Du monde, dont Sébastien Tellier…
Exactement, il était là pendant les balances. On ne savait pas que c’était lui, il était au bar avec sa copine. On était un peu intrigués quand il est arrivé avec une énorme liasse de billets pour commander deux bouteilles de champagne à environ 400 euros la bouteille. On se demandait « Qui c’est ce mec ? ». Ensuite, on a joué et après le concert, il est venu nous voir un par un pour nous dire qu’il avait beaucoup aimé…

Et en septembre, vous avez même rejoué au Baron.
Oui, le programmateur nous a programmé une nouvelle fois. Il n’était pas là pour notre premier concert. Il avait, lui aussi, beaucoup aimé notre prestation et nous a mis en contact avec des personnes qu’il connaissait.

Il se dit que Kitsuné garde un oeil sur vous ? 
Justement, grâce au programmateur du Baron on a eu un contact avec Kitsuné. Cela reste encore assez flou, mais notre manageuse a eu écho de quelques possibilités envisageables… Mais on a rien de sûr pour le moment, on doit aller enregistrer.

A côté de ces bonnes nouvelles, il y a du y avoir une mauvaise date ?
On a pas vraiment eu de mauvais plans jusqu’à maintenant. Une fois, on nous a proposé de jouer au Motel à Paris, on savait que la scène était petite, mais pas au point de jouer sur trois mètres carrés. On s’est même posé la question de savoir si on jouait ou pas tellement la scène était étroite. Mais, ce n’est pas un si mauvais souvenir parce qu’au final, ça s’est bien passé.

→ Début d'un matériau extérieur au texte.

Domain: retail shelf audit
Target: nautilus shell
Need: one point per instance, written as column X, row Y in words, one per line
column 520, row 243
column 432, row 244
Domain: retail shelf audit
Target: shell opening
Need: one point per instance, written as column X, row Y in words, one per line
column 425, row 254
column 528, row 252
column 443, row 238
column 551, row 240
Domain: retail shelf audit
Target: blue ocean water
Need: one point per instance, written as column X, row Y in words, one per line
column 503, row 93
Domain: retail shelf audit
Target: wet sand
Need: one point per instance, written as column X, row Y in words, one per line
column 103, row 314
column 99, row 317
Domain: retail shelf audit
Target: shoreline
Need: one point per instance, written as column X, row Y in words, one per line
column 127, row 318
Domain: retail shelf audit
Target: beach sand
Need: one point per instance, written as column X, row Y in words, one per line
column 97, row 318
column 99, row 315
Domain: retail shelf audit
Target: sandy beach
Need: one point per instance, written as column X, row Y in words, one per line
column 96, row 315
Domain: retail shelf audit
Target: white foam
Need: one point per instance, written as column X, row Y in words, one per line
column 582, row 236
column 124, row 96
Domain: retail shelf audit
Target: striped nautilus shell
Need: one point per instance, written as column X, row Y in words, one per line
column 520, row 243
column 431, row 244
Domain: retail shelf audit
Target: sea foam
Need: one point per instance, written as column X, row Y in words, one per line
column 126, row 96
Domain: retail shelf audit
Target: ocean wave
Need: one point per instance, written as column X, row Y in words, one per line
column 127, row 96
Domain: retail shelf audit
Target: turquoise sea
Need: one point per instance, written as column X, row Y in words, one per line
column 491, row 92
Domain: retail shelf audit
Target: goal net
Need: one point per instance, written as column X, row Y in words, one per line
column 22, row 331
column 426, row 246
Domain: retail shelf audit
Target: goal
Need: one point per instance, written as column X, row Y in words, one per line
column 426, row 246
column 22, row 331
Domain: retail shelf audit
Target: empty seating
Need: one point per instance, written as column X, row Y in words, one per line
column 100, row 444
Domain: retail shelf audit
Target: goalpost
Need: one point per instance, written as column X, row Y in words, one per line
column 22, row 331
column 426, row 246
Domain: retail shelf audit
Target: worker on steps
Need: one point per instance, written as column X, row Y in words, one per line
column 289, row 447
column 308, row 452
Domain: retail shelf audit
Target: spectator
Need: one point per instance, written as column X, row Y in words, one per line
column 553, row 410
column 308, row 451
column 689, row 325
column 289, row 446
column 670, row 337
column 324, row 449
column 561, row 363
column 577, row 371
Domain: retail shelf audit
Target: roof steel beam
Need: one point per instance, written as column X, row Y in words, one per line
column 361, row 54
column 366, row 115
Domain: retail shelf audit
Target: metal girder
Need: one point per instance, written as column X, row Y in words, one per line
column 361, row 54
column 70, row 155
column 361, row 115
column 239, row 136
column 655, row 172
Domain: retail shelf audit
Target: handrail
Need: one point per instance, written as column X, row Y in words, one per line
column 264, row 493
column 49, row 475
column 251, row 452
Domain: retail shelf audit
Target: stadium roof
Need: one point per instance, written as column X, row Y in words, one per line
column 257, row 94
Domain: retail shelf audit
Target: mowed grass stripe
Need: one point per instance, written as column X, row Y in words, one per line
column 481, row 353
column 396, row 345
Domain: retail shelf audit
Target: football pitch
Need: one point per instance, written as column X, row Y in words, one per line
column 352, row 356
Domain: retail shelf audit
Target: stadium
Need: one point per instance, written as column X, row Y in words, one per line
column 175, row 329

 Y a une anecdote qui revient, un moment marquant ?
C’est vraiment le début, on a passé de très bons moments ensemble jusqu’à maintenant, notamment à Paris. Selon la direction que le groupe va prendre, j’imagine que je serais amené à te raconter des choses bien plus marquantes et intéressantes.

Quelque chose te manque lorsque tu es en tournée ? 
Le confort, le temps. On est toujours un peu pressés entre le voyage, les balances… C’est toujours speed, on est logés à l’arrache, on gère notre emploi du temps seuls…

Vous vous êtes fait de nouveaux amis sur les routes ?
D’abord Sébastien Tellier (rires). On a rencontré notre manageuse à Paris. On a aussi des contacts avec une boite de production qui est très intéressée pour nous suivre, même si elle s’occupe d’artistes particuliers. Elle s’occupe des projets de Mickael Youn, Fatal Bazooka, Bastrisla Boys mais aussi PZK (rires). Mais au-delà de tout ça, ils ont des moyens et ils travaillent avec Because Music. Cela pourrait représenter une très bonne opportunité pour notre avenir proche.

Sing Sing My Darling sur Myspace

Retrouvez la suite du dossier « On the road again » ici

Article rédigé par La rédaction Aparté.com

(A)parté pas si vite !

En Aparté avec … El Gringo, (très) jeune dessinateur

Bientôt majeur, le Toulousain El Gringo publie sur son compte Instagram ses dessins axés sur …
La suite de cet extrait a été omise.